Ukraine initially feared an IAEA visit would legitimize the Russian occupation of the site before finally supporting the idea of a mission.

The G7 industrial powers on Monday demanded access "without impediment" for the IAEA team.

They must be allowed to "engage directly, and without interference, with the Ukrainian personnel responsible for operating these facilities", the G7 Non-Proliferation Directors Group said in a statement.

But Ukraine's foreign minister, Dmytro Kuleba, said in Stockholm: "This mission will be the hardest in the history of the IAEA, given the active combat activities undertaken by the Russian federation on the ground and also the very blatant way that Russia is trying to legitimize its presence".

Last week the advisor to the Ukrainian energy minister said she was skeptical the team would even reach the plant.

Advisor Lana Zerkal told Ukraine's Radio NV that Russia was "artificially creating all the conditions so that the mission will not reach the site", despite formally agreeing to the inspection.
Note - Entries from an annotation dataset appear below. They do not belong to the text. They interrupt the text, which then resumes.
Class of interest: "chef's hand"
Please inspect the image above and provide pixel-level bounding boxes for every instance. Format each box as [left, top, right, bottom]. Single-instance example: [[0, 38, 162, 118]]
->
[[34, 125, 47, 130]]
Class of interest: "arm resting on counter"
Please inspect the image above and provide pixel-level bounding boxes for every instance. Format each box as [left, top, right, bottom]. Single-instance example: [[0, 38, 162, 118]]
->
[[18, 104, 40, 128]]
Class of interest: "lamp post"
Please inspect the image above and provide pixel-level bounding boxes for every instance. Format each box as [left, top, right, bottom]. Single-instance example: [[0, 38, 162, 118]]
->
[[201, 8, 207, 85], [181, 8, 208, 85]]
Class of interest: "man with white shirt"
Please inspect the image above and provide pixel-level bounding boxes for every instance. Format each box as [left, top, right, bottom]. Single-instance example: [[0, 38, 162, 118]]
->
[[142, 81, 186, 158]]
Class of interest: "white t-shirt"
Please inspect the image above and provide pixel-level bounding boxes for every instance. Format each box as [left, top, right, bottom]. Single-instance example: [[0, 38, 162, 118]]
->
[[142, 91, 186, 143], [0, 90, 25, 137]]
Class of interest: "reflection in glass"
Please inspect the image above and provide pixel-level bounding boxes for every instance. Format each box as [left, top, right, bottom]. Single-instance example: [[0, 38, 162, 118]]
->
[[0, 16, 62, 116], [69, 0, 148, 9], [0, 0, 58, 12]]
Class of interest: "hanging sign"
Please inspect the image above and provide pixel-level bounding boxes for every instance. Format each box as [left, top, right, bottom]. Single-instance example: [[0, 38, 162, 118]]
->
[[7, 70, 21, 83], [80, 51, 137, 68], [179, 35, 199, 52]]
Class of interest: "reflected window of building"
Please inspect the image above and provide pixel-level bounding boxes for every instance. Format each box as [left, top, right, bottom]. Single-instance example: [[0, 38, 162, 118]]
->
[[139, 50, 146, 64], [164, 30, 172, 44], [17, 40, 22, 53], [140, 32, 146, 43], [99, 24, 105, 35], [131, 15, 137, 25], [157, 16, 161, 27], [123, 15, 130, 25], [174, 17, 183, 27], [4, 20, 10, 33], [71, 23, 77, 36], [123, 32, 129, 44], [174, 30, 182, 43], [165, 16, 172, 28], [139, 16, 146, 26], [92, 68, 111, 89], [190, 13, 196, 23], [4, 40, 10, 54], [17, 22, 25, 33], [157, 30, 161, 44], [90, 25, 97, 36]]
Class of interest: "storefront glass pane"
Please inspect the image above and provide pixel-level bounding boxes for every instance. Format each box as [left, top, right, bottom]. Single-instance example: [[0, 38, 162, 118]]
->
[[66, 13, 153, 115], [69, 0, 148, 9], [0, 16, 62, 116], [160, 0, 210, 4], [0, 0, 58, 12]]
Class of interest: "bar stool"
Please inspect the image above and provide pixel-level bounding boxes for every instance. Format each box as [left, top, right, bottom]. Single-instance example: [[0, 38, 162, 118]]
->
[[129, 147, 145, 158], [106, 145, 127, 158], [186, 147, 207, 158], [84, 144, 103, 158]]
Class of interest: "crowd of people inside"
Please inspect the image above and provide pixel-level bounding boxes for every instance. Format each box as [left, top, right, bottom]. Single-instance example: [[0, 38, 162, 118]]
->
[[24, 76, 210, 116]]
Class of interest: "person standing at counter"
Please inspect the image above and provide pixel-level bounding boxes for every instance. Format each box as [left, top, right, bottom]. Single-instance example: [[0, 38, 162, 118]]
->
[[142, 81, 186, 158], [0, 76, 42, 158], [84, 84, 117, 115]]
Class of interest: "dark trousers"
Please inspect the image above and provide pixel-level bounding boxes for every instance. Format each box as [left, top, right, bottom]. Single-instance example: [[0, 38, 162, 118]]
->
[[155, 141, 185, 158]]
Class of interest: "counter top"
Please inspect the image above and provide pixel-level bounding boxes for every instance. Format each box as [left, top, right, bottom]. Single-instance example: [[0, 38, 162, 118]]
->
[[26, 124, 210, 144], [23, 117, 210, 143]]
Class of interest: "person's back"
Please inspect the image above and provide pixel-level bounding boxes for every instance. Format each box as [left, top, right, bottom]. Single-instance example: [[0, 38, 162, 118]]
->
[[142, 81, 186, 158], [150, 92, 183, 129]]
Ukraine was the site of the world's worst nuclear catastrophe in 1986, when a reactor at the northern Chernobyl plant exploded and spewed radiation into the atmosphere.

Experts say any leak at Zaporizhzhia would more likely be on the scale of the 2011 Fukushima disaster in Japan.

Energoatom warned on Monday that any leak would scatter radiation over swathes of southern Ukraine and south-western regions of Russia.

Kyiv suspects Moscow intends to divert power from the Zaporizhzhia plant to the Crimean Peninsula, annexed by Russia in 2014.

But Russia insists Ukraine is responsible for shelling around the complex.

Russia's defense ministry said on Saturday that Ukrainian forces had "shelled the territory of the station three times" from the town of Marganets across the Dnipro River.

The ministry accused Kyiv of "nuclear terrorism" and said shells had landed near areas storing fresh nuclear fuel and radioactive waste.

Radiation levels at the plant "remain normal", it said.

But residents in the Ukraine-held areas around the plant are being equipped with iodine pills to reduce the medical risk of radiation in the event of a disaster.